いい精神科教えますよ


「あん? こりゃあ何だ?」
「お茶請けですよ。クッキーだけですが、どうぞ」
「くっきー? 初めて見たぜこんなの!」

 折り畳み式テーブルに置いてあったクッキーの袋を開け、どうぞと勧めながら私も一つ手に取った。自称新選組の永倉新八は我が物顔でカーペットの上に胡座をかくと、目を見開いてクッキーを凝視した。……うん、まあ法律とか警察知らない人がクッキーを知ってる訳ないよね。ポリポリと食べている私を一瞥すると、自称永倉新八は恐る恐る手を伸ばした。

「……!? うっめえ!」

 ……嗚呼、何だか今ちょっとこの人が哀れに見えてきた。ま、それは直ぐ消えたけど。
 がっついてクッキーを頬張る自称永倉新八を横目に、私はこれからどうしようと考えた。
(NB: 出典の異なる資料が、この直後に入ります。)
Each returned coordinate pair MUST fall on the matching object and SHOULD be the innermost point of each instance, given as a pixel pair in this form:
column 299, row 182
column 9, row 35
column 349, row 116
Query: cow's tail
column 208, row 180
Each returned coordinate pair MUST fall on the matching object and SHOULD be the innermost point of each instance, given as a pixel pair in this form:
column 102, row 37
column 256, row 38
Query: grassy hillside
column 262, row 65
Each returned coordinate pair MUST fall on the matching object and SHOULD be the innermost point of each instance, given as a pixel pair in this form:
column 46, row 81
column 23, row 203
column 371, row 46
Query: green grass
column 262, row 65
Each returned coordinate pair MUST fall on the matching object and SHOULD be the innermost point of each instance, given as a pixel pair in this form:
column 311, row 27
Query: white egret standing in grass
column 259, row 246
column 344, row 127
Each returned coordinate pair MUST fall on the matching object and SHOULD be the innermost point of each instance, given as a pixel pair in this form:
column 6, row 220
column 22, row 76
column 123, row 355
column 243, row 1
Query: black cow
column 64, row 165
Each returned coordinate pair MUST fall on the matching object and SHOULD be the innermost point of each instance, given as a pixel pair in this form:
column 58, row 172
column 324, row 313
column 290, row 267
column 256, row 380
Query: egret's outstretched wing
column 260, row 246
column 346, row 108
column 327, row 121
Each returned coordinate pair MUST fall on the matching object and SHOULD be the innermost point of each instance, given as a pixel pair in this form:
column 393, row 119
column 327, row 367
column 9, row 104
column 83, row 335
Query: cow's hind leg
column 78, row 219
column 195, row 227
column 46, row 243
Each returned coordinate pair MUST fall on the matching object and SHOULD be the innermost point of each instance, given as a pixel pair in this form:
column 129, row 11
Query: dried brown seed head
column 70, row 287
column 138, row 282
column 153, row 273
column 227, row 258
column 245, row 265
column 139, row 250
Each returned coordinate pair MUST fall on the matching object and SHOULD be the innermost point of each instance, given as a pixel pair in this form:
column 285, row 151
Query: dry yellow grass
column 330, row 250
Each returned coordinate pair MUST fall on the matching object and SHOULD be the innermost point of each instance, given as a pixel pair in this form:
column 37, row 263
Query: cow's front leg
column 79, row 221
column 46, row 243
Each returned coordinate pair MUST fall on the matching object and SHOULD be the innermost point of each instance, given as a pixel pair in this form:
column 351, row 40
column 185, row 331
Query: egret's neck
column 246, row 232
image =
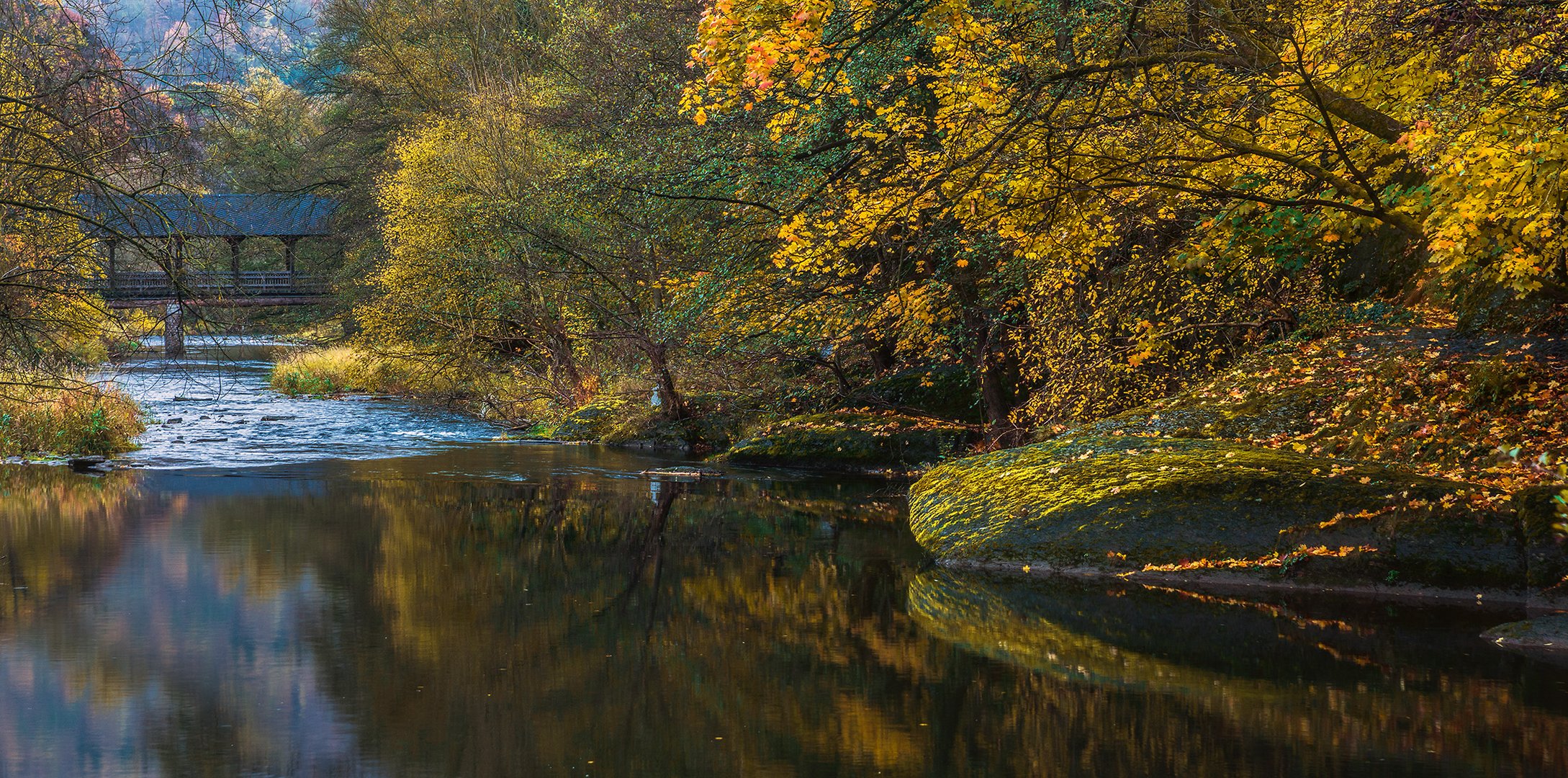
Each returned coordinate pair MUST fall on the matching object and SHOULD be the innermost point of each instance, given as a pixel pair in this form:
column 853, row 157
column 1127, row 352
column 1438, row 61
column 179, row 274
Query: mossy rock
column 855, row 439
column 593, row 421
column 1548, row 565
column 1128, row 502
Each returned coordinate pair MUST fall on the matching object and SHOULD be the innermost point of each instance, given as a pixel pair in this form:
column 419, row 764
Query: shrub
column 66, row 416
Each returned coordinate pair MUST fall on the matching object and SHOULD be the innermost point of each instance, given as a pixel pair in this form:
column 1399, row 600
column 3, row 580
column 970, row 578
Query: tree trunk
column 675, row 405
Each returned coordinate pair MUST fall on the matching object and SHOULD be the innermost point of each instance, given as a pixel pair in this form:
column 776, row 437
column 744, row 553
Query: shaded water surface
column 496, row 609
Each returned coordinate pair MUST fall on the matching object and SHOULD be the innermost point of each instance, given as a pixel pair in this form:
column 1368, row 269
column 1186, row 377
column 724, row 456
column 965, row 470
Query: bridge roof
column 210, row 215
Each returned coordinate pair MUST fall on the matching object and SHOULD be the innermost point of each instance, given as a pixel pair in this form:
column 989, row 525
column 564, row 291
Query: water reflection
column 500, row 611
column 215, row 408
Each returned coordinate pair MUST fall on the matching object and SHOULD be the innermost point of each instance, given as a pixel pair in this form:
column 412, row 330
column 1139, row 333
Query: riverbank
column 899, row 441
column 62, row 416
column 1374, row 457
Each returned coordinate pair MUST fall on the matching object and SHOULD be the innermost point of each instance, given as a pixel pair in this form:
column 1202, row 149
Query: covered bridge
column 171, row 220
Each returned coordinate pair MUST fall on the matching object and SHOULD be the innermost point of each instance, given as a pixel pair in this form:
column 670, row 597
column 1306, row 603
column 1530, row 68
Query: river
column 375, row 589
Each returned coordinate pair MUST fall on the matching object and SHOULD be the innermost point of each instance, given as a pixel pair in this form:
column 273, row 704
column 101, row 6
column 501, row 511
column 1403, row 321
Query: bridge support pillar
column 174, row 331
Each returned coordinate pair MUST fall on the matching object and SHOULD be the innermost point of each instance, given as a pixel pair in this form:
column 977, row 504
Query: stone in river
column 93, row 463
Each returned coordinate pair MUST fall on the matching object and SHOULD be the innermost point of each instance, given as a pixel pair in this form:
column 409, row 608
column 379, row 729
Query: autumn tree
column 1173, row 181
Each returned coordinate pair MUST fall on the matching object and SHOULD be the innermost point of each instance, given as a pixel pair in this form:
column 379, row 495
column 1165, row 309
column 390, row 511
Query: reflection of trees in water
column 1137, row 683
column 58, row 531
column 461, row 626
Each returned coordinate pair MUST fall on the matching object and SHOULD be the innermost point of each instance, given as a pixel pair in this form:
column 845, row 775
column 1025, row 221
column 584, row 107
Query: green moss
column 1086, row 499
column 593, row 421
column 850, row 439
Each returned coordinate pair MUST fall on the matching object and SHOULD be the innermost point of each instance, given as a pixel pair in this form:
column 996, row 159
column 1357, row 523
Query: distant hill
column 209, row 40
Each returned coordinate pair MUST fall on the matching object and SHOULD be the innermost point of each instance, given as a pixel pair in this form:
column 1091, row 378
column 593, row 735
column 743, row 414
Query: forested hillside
column 1058, row 210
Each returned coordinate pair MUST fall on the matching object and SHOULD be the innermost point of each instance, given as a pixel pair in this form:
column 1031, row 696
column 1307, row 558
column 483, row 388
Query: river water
column 375, row 589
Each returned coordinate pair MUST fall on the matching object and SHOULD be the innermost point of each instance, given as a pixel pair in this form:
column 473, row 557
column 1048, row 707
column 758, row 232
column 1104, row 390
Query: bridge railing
column 207, row 285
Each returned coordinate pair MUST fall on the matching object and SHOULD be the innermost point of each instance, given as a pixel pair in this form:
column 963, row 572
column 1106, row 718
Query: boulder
column 850, row 439
column 1137, row 504
column 1544, row 638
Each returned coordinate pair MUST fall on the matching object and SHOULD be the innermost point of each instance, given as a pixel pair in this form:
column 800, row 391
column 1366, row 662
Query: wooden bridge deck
column 223, row 289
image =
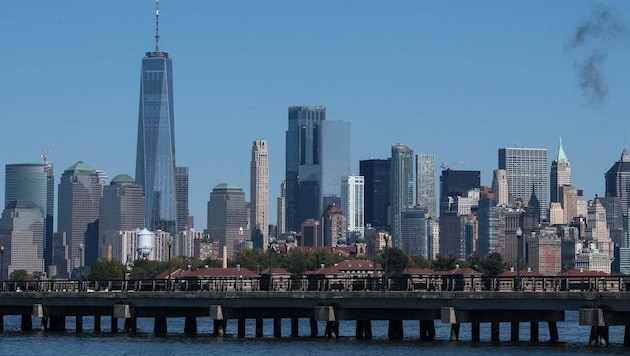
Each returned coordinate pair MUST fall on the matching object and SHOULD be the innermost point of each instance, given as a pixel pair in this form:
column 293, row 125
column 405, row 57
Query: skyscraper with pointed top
column 560, row 174
column 155, row 159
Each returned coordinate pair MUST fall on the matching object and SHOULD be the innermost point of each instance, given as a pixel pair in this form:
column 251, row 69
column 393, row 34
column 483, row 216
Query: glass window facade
column 155, row 159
警察なのか? それとも精神科に行くべきか…? でも刀持ってるしなあ。警察かな、やっぱり。

「そういやこれは何だ?」

 おい、さっきから質問ばっかだなこいつ。って、もうちょっと綺麗に食べられないのか…。口の周りが食べかすで汚いぞ。
 まあいいかと自称永倉新八が指差すものを辿っていくと、携帯があった。これですか、と携帯を手に取るとそいつは大きく頷いた。

「携帯です」
「けいたい?」

 何かが可笑しい、と呟いて彼は顔を歪めた。そして。

「二千十年…!?」

 彼の視線は壁に掛かっているカレンダーに留まっていた。